Answers to Meg's 3 questions

  1. Williams highlights Uncle Tom’s Cabin as a primary example of racial melodrama. This novel was also very controversial at the time it was released (which Williams discusses). Did Harriet Beecher Stowe purposefully use melodrama to make the book even more controversial?
    • A: From the first anecdote of Stowe, which was after the book was written (after she became a celebrity), I think she might not use melodrama purposely but accidentally. When she saw the statues, she was instantly attracted by them. However, she quickly alarmed herself that this is melodrama, and she was sort of appalled by the power of melodrama. Later though, she did not think there is a really big problem with melodrama's innovative way of expression: "Without specifically taking up the defense of the term, Stowe nevertheless defends the right of an artist to break the 'classical' rules of unity and decorum even if it means 'being melodramatic'." (P11) She definitely wanted the book to be very controversial but may unconsciously utilized new and innovative elements such as pathos, and some of the elements that are melodramatic.
  2. Does the “silent” aspect of Birth of a Nation make the film more melodramatic? What do critics think?
    • A: The silent aspect did make the film more melodramatic as it leaves mission of delivering message purely on images, music, and pathos. Critics, such as Dorothy Dix states:"I had considered the moving picture interesting, instructive, amusing, diverting, beautiful, spectacular, but I had believed that the silent drama never could touch the emotions very deeply.

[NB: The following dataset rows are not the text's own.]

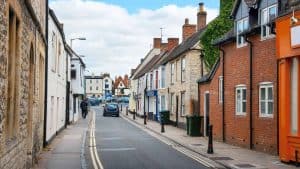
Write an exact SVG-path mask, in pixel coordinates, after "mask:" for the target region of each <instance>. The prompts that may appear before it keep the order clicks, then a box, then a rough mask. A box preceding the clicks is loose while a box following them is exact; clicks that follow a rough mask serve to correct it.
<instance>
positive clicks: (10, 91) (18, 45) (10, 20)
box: [6, 9, 19, 139]
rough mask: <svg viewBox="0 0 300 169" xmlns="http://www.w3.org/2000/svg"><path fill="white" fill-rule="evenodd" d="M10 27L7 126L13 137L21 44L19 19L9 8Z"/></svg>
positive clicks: (16, 106)
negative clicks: (20, 40)
mask: <svg viewBox="0 0 300 169" xmlns="http://www.w3.org/2000/svg"><path fill="white" fill-rule="evenodd" d="M8 26H9V29H8V31H9V32H8V35H9V37H8V40H9V41H8V49H9V53H8V54H9V57H8V61H7V63H8V65H7V68H8V71H7V73H8V76H7V77H8V79H7V80H8V88H7V90H8V91H7V105H6V108H7V109H6V117H7V120H6V128H7V133H6V134H7V138H8V139H11V138H14V137H15V136H16V135H17V133H16V132H17V128H18V127H17V125H18V121H17V116H18V114H17V111H18V110H17V107H18V104H17V103H18V93H19V92H18V88H19V85H18V82H19V78H18V75H19V74H18V62H19V61H18V60H19V57H18V53H19V52H18V46H19V35H18V34H19V33H18V32H19V20H18V18H17V16H16V14H15V12H14V11H12V10H11V9H9V25H8Z"/></svg>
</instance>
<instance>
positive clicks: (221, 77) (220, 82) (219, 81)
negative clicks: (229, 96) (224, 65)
mask: <svg viewBox="0 0 300 169" xmlns="http://www.w3.org/2000/svg"><path fill="white" fill-rule="evenodd" d="M223 85H224V80H223V76H220V77H219V103H220V104H221V103H223V100H224V96H223Z"/></svg>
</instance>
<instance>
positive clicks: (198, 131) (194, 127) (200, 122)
mask: <svg viewBox="0 0 300 169" xmlns="http://www.w3.org/2000/svg"><path fill="white" fill-rule="evenodd" d="M200 128H201V117H200V116H187V134H188V135H189V136H201V132H200Z"/></svg>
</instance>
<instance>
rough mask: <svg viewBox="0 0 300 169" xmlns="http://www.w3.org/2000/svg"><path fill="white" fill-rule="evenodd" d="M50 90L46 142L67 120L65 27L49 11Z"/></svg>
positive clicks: (56, 18) (46, 126)
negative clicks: (63, 26)
mask: <svg viewBox="0 0 300 169" xmlns="http://www.w3.org/2000/svg"><path fill="white" fill-rule="evenodd" d="M49 14H50V15H49V39H48V78H47V83H48V88H47V93H48V94H47V121H46V141H47V142H49V141H50V140H51V139H52V138H53V137H54V136H55V134H56V132H58V131H59V130H61V129H62V128H63V127H64V125H65V120H66V81H67V74H66V72H67V70H66V67H67V66H66V62H67V56H66V50H65V44H66V43H65V39H64V38H65V37H64V32H63V26H62V24H61V23H59V21H58V19H57V18H56V16H55V14H54V12H53V11H52V10H50V11H49Z"/></svg>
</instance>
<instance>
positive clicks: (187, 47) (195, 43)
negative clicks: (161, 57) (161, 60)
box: [162, 27, 206, 64]
mask: <svg viewBox="0 0 300 169" xmlns="http://www.w3.org/2000/svg"><path fill="white" fill-rule="evenodd" d="M205 30H206V27H205V28H203V29H200V30H199V31H197V32H196V33H194V34H193V35H192V36H191V37H189V38H188V39H186V40H185V41H183V42H182V43H181V44H179V45H178V46H177V47H176V48H174V50H173V51H172V52H171V53H170V54H169V55H168V57H166V58H165V59H164V60H163V61H162V64H166V63H167V62H169V61H171V60H174V59H176V58H177V57H179V56H180V55H181V54H182V53H184V52H186V51H188V50H189V49H191V48H192V47H193V46H195V45H196V44H197V43H198V42H199V41H200V37H201V36H202V34H203V32H204V31H205Z"/></svg>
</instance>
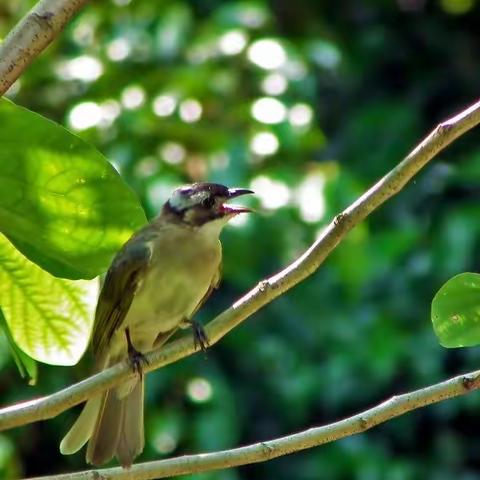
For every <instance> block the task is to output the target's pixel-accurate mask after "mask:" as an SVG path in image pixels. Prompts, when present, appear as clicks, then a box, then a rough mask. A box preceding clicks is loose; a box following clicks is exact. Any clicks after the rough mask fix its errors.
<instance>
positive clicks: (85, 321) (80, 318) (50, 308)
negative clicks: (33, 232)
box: [0, 235, 98, 365]
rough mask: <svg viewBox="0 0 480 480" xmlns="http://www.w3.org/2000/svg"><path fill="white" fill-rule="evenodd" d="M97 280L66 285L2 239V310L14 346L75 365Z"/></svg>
mask: <svg viewBox="0 0 480 480" xmlns="http://www.w3.org/2000/svg"><path fill="white" fill-rule="evenodd" d="M97 294H98V282H97V281H96V280H90V281H85V280H78V281H72V280H64V279H59V278H56V277H53V276H52V275H50V274H49V273H47V272H45V271H44V270H42V269H41V268H39V267H38V266H37V265H35V264H34V263H32V262H30V261H29V260H28V259H27V258H25V257H24V256H23V255H22V254H21V253H19V252H18V250H17V249H15V248H14V247H13V246H12V245H11V244H10V242H9V241H8V240H7V239H6V238H5V237H4V236H3V235H0V305H1V307H2V310H3V313H4V315H5V319H6V321H7V325H8V328H9V329H10V332H11V334H12V337H13V339H14V341H15V343H16V344H17V345H18V346H19V347H20V348H21V349H22V350H23V351H24V352H25V353H27V354H28V355H29V356H30V357H32V358H34V359H35V360H38V361H40V362H44V363H50V364H53V365H74V364H75V363H77V362H78V360H79V359H80V357H81V356H82V354H83V352H84V351H85V349H86V347H87V343H88V338H89V335H90V331H91V327H92V322H93V313H94V308H95V302H96V298H97Z"/></svg>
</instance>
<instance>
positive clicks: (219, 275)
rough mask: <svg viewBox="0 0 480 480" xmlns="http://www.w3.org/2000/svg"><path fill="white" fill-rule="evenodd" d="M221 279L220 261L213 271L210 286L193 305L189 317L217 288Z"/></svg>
mask: <svg viewBox="0 0 480 480" xmlns="http://www.w3.org/2000/svg"><path fill="white" fill-rule="evenodd" d="M221 280H222V264H221V263H220V265H219V266H218V269H217V271H216V272H215V275H214V276H213V278H212V281H211V283H210V286H209V287H208V290H207V292H206V293H205V295H204V296H203V297H202V299H201V300H200V301H199V302H198V305H197V306H196V307H195V310H194V311H193V312H192V314H191V315H190V318H192V317H193V316H194V315H195V314H196V313H197V312H198V310H200V308H201V307H202V305H203V304H204V303H205V302H206V301H207V299H208V297H209V296H210V295H211V294H212V292H213V291H214V290H215V289H216V288H218V286H219V285H220V281H221Z"/></svg>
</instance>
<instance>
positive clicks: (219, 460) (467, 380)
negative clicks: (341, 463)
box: [31, 370, 480, 480]
mask: <svg viewBox="0 0 480 480" xmlns="http://www.w3.org/2000/svg"><path fill="white" fill-rule="evenodd" d="M479 387H480V370H477V371H475V372H471V373H468V374H466V375H460V376H458V377H454V378H451V379H450V380H446V381H444V382H441V383H437V384H436V385H432V386H430V387H426V388H422V389H420V390H415V391H414V392H410V393H404V394H403V395H398V396H396V397H392V398H390V399H389V400H387V401H385V402H383V403H380V404H379V405H376V406H375V407H373V408H370V409H368V410H365V411H364V412H362V413H359V414H357V415H354V416H352V417H350V418H346V419H344V420H340V421H339V422H335V423H331V424H329V425H325V426H323V427H316V428H310V429H308V430H304V431H303V432H299V433H294V434H292V435H287V436H285V437H281V438H276V439H274V440H268V441H265V442H259V443H255V444H253V445H247V446H246V447H240V448H234V449H232V450H223V451H221V452H214V453H202V454H198V455H185V456H183V457H177V458H171V459H167V460H158V461H155V462H146V463H139V464H137V465H133V466H132V467H131V468H128V469H123V468H121V467H116V468H104V469H98V470H87V471H83V472H76V473H67V474H64V475H50V476H47V477H39V478H37V479H36V480H97V479H99V478H101V479H103V480H107V479H115V480H123V479H125V480H126V479H129V480H131V479H135V480H148V479H153V478H165V477H172V476H176V475H186V474H189V473H198V472H205V471H210V470H218V469H221V468H231V467H238V466H240V465H247V464H250V463H258V462H264V461H266V460H271V459H272V458H277V457H280V456H282V455H288V454H290V453H293V452H298V451H300V450H305V449H307V448H312V447H317V446H319V445H324V444H325V443H330V442H334V441H335V440H339V439H341V438H344V437H348V436H350V435H355V434H357V433H362V432H364V431H366V430H369V429H370V428H373V427H375V426H376V425H379V424H380V423H384V422H386V421H387V420H390V419H391V418H395V417H398V416H400V415H403V414H405V413H407V412H410V411H412V410H415V409H417V408H422V407H425V406H427V405H431V404H432V403H438V402H441V401H443V400H447V399H449V398H454V397H457V396H459V395H463V394H465V393H467V392H469V391H471V390H474V389H478V388H479ZM31 480H35V479H31Z"/></svg>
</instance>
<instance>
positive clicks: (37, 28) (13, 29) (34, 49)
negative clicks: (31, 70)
mask: <svg viewBox="0 0 480 480" xmlns="http://www.w3.org/2000/svg"><path fill="white" fill-rule="evenodd" d="M87 2H88V0H40V1H39V2H38V3H37V4H36V5H35V6H34V7H33V8H32V9H31V10H30V11H29V12H28V13H27V14H26V15H25V16H24V17H23V18H22V20H20V22H19V23H18V24H17V25H16V26H15V27H14V28H13V30H12V31H11V32H10V33H9V34H8V35H7V37H6V38H5V40H4V41H3V42H2V43H0V97H1V96H2V95H3V94H4V93H5V92H6V91H7V90H8V89H9V88H10V86H11V85H12V84H13V82H15V80H16V79H17V78H18V77H19V76H20V75H21V74H22V72H23V71H24V70H25V69H26V68H27V67H28V66H29V65H30V63H32V61H33V60H34V59H35V58H36V57H37V56H38V55H39V54H40V53H41V52H42V51H43V50H44V49H45V48H47V47H48V45H50V43H51V42H52V41H53V40H54V39H55V37H56V36H57V35H58V34H59V33H60V32H61V31H62V30H63V28H64V27H65V25H66V24H67V22H68V21H69V20H70V19H71V18H72V17H73V15H75V13H77V11H78V10H80V9H81V8H82V7H83V6H84V5H85V4H86V3H87Z"/></svg>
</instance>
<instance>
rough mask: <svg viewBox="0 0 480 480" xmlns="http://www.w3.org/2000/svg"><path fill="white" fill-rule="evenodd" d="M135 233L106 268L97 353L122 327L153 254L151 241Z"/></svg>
mask: <svg viewBox="0 0 480 480" xmlns="http://www.w3.org/2000/svg"><path fill="white" fill-rule="evenodd" d="M135 240H136V238H135V237H133V238H132V239H131V240H129V241H128V242H127V243H126V244H125V246H124V247H123V249H122V250H121V251H120V252H119V253H118V254H117V256H116V257H115V259H114V260H113V263H112V265H111V267H110V268H109V270H108V272H107V276H106V278H105V282H104V284H103V288H102V291H101V292H100V297H99V299H98V303H97V310H96V312H95V322H94V325H93V334H92V347H93V353H94V354H95V356H98V355H99V354H100V353H101V352H102V351H103V350H104V349H105V348H106V346H107V345H108V343H109V341H110V339H111V338H112V335H113V334H114V333H115V331H116V330H117V329H118V328H120V326H121V324H122V322H123V320H124V318H125V316H126V315H127V313H128V310H129V308H130V305H131V304H132V301H133V298H134V296H135V292H136V291H137V288H138V287H139V284H140V280H141V278H142V273H144V272H145V269H146V268H147V267H148V264H149V262H150V259H151V257H152V249H151V246H150V243H149V242H144V241H138V240H137V241H135Z"/></svg>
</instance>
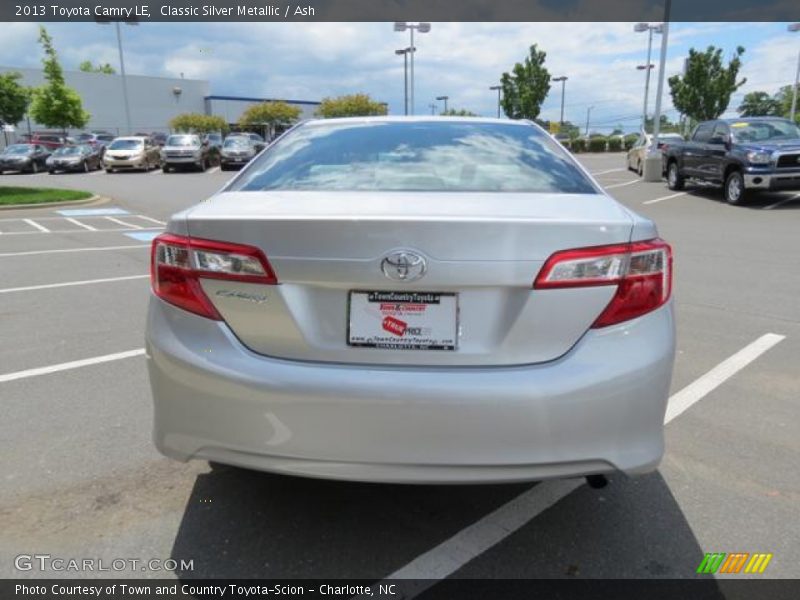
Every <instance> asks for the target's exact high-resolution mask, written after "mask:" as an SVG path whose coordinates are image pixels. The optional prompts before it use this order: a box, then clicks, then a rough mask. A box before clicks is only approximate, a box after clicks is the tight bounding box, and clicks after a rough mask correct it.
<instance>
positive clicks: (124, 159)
mask: <svg viewBox="0 0 800 600" xmlns="http://www.w3.org/2000/svg"><path fill="white" fill-rule="evenodd" d="M159 162H160V158H159V155H158V146H156V145H155V144H153V142H151V141H150V138H149V137H143V136H127V137H118V138H115V139H114V141H112V142H111V143H110V144H109V145H108V147H107V148H106V151H105V154H103V165H104V166H105V168H106V172H107V173H113V172H114V171H117V170H130V169H140V170H142V171H148V170H150V169H157V168H158V166H159Z"/></svg>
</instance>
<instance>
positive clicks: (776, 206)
mask: <svg viewBox="0 0 800 600" xmlns="http://www.w3.org/2000/svg"><path fill="white" fill-rule="evenodd" d="M798 198H800V194H795V195H794V196H789V197H788V198H784V199H783V200H781V201H780V202H776V203H775V204H770V205H769V206H765V207H764V208H763V210H772V209H773V208H778V207H779V206H783V205H784V204H787V203H789V202H792V201H793V200H797V199H798Z"/></svg>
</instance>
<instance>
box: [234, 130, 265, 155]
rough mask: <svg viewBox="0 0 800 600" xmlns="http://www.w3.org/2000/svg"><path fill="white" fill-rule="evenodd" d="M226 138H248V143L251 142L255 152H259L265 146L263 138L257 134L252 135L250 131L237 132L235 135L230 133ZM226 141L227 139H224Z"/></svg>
mask: <svg viewBox="0 0 800 600" xmlns="http://www.w3.org/2000/svg"><path fill="white" fill-rule="evenodd" d="M228 137H246V138H249V139H250V141H252V142H253V146H255V148H256V151H258V152H261V151H262V150H263V149H264V148H265V147H266V145H267V142H265V141H264V138H263V137H261V136H260V135H258V134H257V133H253V132H252V131H238V132H236V133H231V134H229V135H228ZM225 139H227V138H225Z"/></svg>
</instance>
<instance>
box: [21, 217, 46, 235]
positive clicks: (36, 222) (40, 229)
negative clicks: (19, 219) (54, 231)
mask: <svg viewBox="0 0 800 600" xmlns="http://www.w3.org/2000/svg"><path fill="white" fill-rule="evenodd" d="M22 220H23V221H25V222H26V223H27V224H28V225H30V226H31V227H35V228H36V229H38V230H39V231H41V232H42V233H50V230H49V229H48V228H47V227H45V226H44V225H39V224H38V223H37V222H36V221H34V220H33V219H22Z"/></svg>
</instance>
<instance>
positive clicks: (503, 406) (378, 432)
mask: <svg viewBox="0 0 800 600" xmlns="http://www.w3.org/2000/svg"><path fill="white" fill-rule="evenodd" d="M147 356H148V368H149V372H150V381H151V386H152V391H153V397H154V405H155V431H154V438H155V443H156V446H157V447H158V449H159V450H160V451H161V452H162V453H164V454H165V455H167V456H170V457H172V458H176V459H179V460H188V459H192V458H202V459H207V460H213V461H218V462H223V463H227V464H234V465H240V466H244V467H248V468H253V469H259V470H264V471H272V472H279V473H288V474H296V475H304V476H310V477H325V478H335V479H348V480H360V481H386V482H408V483H425V482H450V483H463V482H510V481H525V480H539V479H546V478H551V477H570V476H579V475H586V474H592V473H603V472H612V471H616V470H619V471H623V472H625V473H628V474H634V473H642V472H647V471H650V470H652V469H654V468H655V467H656V466H657V464H658V462H659V461H660V459H661V456H662V453H663V449H664V442H663V420H664V411H665V408H666V401H667V396H668V392H669V384H670V378H671V373H672V365H673V360H674V323H673V316H672V306H671V304H669V305H667V306H665V307H662V308H661V309H659V310H657V311H655V312H653V313H650V314H649V315H646V316H644V317H641V318H639V319H636V320H633V321H630V322H628V323H625V324H621V325H618V326H615V327H610V328H607V329H603V330H591V331H589V332H588V333H587V334H586V335H585V336H584V337H583V339H581V340H580V341H579V342H578V344H576V346H575V347H574V348H573V349H572V350H571V351H570V352H569V353H567V354H566V355H565V356H563V357H561V358H560V359H558V360H556V361H553V362H549V363H544V364H537V365H530V366H520V367H489V368H474V367H462V368H424V367H414V368H394V367H386V368H384V367H374V366H352V365H337V364H320V363H303V362H295V361H286V360H281V359H274V358H269V357H265V356H261V355H258V354H254V353H253V352H251V351H249V350H248V349H247V348H245V347H244V346H243V345H242V344H241V343H240V342H239V341H238V340H237V339H236V338H235V336H234V335H233V334H232V333H231V332H230V330H229V329H228V327H227V326H226V325H224V324H221V323H218V322H215V321H210V320H207V319H204V318H201V317H197V316H194V315H191V314H189V313H186V312H184V311H182V310H180V309H177V308H175V307H173V306H171V305H169V304H166V303H164V302H162V301H161V300H159V299H156V298H151V302H150V309H149V314H148V327H147Z"/></svg>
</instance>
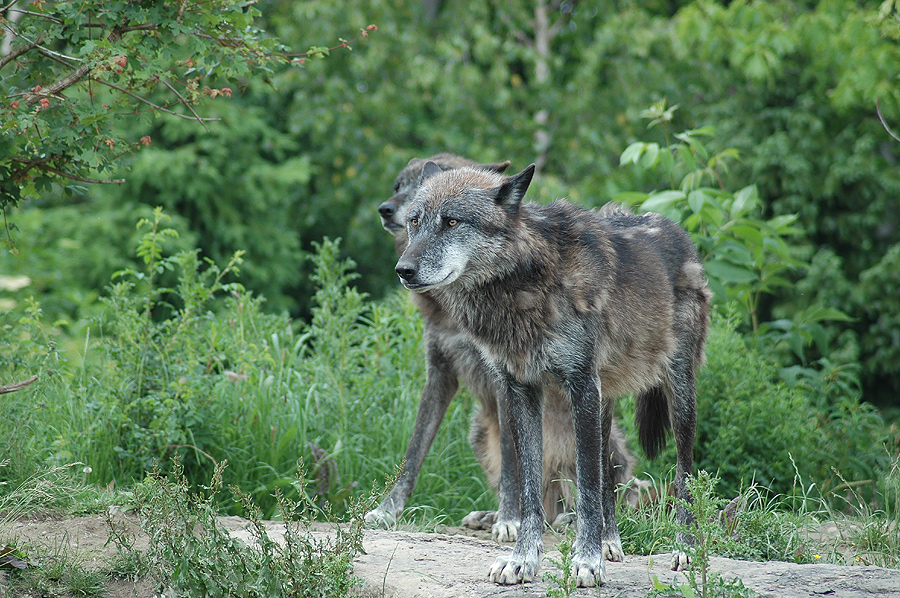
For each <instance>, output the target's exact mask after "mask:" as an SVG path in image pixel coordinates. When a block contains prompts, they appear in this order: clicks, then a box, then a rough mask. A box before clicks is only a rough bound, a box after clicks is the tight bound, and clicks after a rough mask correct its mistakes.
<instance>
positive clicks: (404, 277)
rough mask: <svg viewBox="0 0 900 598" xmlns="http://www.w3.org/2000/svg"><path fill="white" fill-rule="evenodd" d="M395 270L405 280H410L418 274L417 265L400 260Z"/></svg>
mask: <svg viewBox="0 0 900 598" xmlns="http://www.w3.org/2000/svg"><path fill="white" fill-rule="evenodd" d="M394 270H395V271H396V272H397V275H398V276H400V278H402V279H403V280H410V279H412V278H413V277H414V276H415V275H416V267H415V266H414V265H413V264H411V263H409V262H399V263H398V264H397V267H396V268H394Z"/></svg>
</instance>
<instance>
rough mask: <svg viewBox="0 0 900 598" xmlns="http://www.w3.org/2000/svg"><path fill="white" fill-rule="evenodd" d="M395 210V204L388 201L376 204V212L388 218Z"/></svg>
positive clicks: (383, 216) (394, 213) (395, 209)
mask: <svg viewBox="0 0 900 598" xmlns="http://www.w3.org/2000/svg"><path fill="white" fill-rule="evenodd" d="M396 212H397V206H395V205H394V204H392V203H391V202H389V201H386V202H384V203H383V204H381V205H380V206H378V213H379V214H381V217H382V218H390V217H391V216H393V215H394V214H395V213H396Z"/></svg>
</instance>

I had thought that to grip an audience, to melt it to tears with pathos, to thrill it with high herotic sentiment, required the spoken word and the magic of human voice."But he also finds the movie an "apotheosis" of the moving picture" which can work up an audience to a "perfect frenzy". (P98)
  3. Woodrow Wilson’s “It is like writing history with lightning” quote is highlighted. In what context was this said? How does this apply to what we have read so far in class?
    • A: It was the "best remembered description" of the movie "The Birth of Nation." However, Williams refers to it as "apparently apocryphal". It seems that Williams believes the Birth of Nation is not a good way to portray the "truth" in history. There are different types of documents with regard to history, and an emotional aspect has its own function if not recording the history strictly. Emotional aspect of history is an social aspect of history. So far I feel Wilson's comment is fair. With the theme of class struggle, the way that melodrama raise these social issues are in ironic and humorous ways.